Il primo incontro fra i due risale al 1999, nella libreria di un quartiere popolare di Fermo: ne nascerà un’amicizia ricostruita nel libro
Questa mente sprovincializzata e inquieta ha affascinato il giovane Ferracuti che lo incontra la prima volta nel 1999 in una libreria di un quartiere popolare di Fermo. Da lì nascerà un’amicizia duratura che ricostruiamo per scene ed affreschi, senza però cedere al frammento episodico. Dondero amava incontrare le storie prima di immortalarle. E siccome un amico è uno specchio in cui ci rivediamo migliori, non è difficile comprendere quanto quella prospettiva creativa sia poi diventata uno dei pilastri della ricerca letteraria dello stesso Ferracuti.
La vicinanza, dunque, è prima di tutto ideologica perché entrambi vanno a caccia di storie e si pongono come obiettivo la trasformazione in immagini di mondi e questioni, ma è anche estetica e stilistica per l’essenzialità della scrittura di Ferracuti e per l’uso scabro e diretto della macchina fotografia di Dondero. Tutti e due, poi, prima di creare, cercano una prospettiva che prediliga il mettersi a latere, la sordina, lo spazio scenico da donare agli altri. Quando Dondero nel 1989 va a Berlino non fotografa, come tutti, il muro che crolla, ma quello che attorno al muro accade: i ragazzi che si affollano o i militari che dismettono il loro ruolo, ed è in questa capacità di spostare le angolazioni e sparigliare le carte che sta una delle caratteristiche del suo genio.

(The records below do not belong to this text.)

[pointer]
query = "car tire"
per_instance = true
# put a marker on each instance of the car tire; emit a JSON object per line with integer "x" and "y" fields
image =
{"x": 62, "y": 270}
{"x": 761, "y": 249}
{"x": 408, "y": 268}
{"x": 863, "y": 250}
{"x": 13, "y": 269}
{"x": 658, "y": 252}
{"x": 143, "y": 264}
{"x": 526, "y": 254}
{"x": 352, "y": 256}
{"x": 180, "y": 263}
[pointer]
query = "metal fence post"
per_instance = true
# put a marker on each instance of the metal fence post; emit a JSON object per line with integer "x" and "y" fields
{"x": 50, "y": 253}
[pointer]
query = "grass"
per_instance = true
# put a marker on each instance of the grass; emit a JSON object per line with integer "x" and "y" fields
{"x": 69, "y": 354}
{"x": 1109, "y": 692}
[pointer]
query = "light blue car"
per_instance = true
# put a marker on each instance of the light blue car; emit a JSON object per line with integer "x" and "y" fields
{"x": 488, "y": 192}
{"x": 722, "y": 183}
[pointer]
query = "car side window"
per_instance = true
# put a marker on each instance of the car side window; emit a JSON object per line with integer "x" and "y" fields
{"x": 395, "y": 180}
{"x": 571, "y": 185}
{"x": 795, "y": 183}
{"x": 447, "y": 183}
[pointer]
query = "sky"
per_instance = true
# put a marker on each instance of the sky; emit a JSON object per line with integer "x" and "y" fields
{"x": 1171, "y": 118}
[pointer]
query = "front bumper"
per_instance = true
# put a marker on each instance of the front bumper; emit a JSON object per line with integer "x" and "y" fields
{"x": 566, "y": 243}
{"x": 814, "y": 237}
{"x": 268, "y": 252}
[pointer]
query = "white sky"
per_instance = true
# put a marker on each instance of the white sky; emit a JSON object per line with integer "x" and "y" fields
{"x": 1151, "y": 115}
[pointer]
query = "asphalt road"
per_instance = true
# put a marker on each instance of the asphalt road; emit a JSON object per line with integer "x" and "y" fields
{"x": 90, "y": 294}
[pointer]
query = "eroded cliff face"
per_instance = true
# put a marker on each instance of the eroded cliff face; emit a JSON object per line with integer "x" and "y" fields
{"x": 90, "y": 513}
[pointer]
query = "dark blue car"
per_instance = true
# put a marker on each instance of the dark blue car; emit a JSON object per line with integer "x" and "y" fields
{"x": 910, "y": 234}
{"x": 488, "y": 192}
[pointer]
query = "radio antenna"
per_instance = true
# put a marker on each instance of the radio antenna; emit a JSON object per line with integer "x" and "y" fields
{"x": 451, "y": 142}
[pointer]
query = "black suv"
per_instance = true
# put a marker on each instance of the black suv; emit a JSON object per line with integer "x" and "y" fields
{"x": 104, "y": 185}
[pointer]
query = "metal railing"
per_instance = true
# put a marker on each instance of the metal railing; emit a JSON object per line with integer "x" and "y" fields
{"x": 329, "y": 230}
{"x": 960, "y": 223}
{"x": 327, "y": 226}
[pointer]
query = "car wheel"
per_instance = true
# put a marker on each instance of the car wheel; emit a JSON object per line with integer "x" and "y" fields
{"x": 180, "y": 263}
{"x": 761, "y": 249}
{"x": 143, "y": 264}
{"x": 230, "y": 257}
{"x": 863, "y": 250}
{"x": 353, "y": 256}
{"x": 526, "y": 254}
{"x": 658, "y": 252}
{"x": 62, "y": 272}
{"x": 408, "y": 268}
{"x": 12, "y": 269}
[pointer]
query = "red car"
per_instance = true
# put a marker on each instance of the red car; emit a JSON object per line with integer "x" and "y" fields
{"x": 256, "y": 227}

Da queste pagine si stagliano a tratti sempre più nitidi due figure, un maestro e un allievo che hanno molto in comune, e che concepiscono l’arte come superamento dell’egocentrismo e della spettacolarizzazione. Ma questo libro che non raccoglie fotografie pur raccontando di un fotografo (non era facile restituire l’anima di un’immagine senza un corredo iconografico) è anche uno scrigno da cui Ferracuti fa emergere con particolare trasporto il Dondero fotografo degli scrittori, da Paolo Volponi a Pier Paolo Pasolini – si pensi a quello scatto straordinario del poeta con la madre, all’intesa e alla simbiosi che riesce a fermare – e, più in generale, il reporter di un’epoca straordinaria e irripetibile, in cui il lavoro artistico era pagato dignitosamente e in cui gli incontri creavano corrispondenze e comunità. Un’epoca che oggi non può non essere guardata con un po’ di nostalgia.